The question is why you are doing a dist-upgrade in the first place? If all you wanted to do was upgrade packages and didn't want to use mintupdate, you should have used apt upgrade, synaptic or installed the ubuntu update manager.
remoulder: What is wrong with dist-upgrade? I read up on the difference between upgrade and dist-upgrade long ago and came away with the idea that dist-upgrade is usually better, plus I've done it many times before on other Ubuntu and Mint distros and never had a problem, especially on fresh installs.
I was doing it because Mint 13 KDE came out months ago so I just wanted to have everything up to date. Isn't that what people use the command for?

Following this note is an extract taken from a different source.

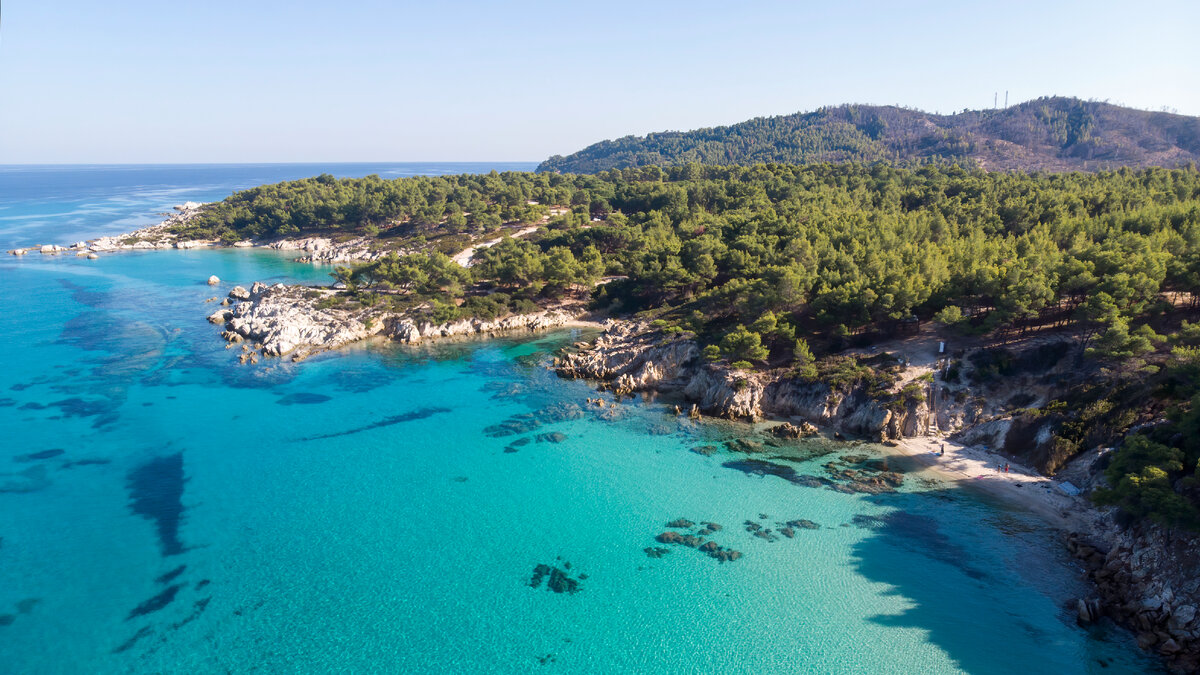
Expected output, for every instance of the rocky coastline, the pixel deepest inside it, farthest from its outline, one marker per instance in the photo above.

dist-upgrade more than likely updated the kernel and thus threw you video driver into non operating status.
you may have to revert back to the older kernel to get it working.
on the boot screen when you first boot mint. how may kernels are listed? if more than one try the older of the two and see if you can get into mint.
If you can go to synaptic and remove the one not being used. (the newer one).
kc1di: This happened with both an open-source driver (the one contained in the .ISO I presume) and a proprietary one manually installed from ATI's website. Do you still think the cause you stated is likely to be the culprit?
As for GRUB listing different kernels on boot, well, I never even see GRUB after Mint 13 KDE installs... before or after dist-upgrade... and I don't know what's up with that. It's never happened before with other distros. On boot it goes from the OEM's screen (whatever that's called, the one with some system info) to black screen for about a minute, then to KDE's login manager. That's what normally happens before I attempt to upgrade stuff and ruin everything in the process.
For anyone reading, I was also wondering what people do during dist-upgrade when it comes to three files that you're asked to either replace or keep. I believe they were "issue", "issue.net", and "lsb-release", or something like that. I checked the differences between the revisions and the stock .ISO ones have what looks like Mint identifying info, while the updated ones have Ubuntu identifying info. I was a bit confused because obviously the older Mint-identifying files are custom for Mint but the newer Ubuntu-identifying files might be needed to work well with all the other upgrades?
So, I'm still uncertain and if possible I'd like some more feedback before tinkering and trying again. Every failed attempt kinda wastes several hours of my day unfortunately. Thanks for the help.
Linux newbie still. Asus Eee PC 1015b with Mint KDE.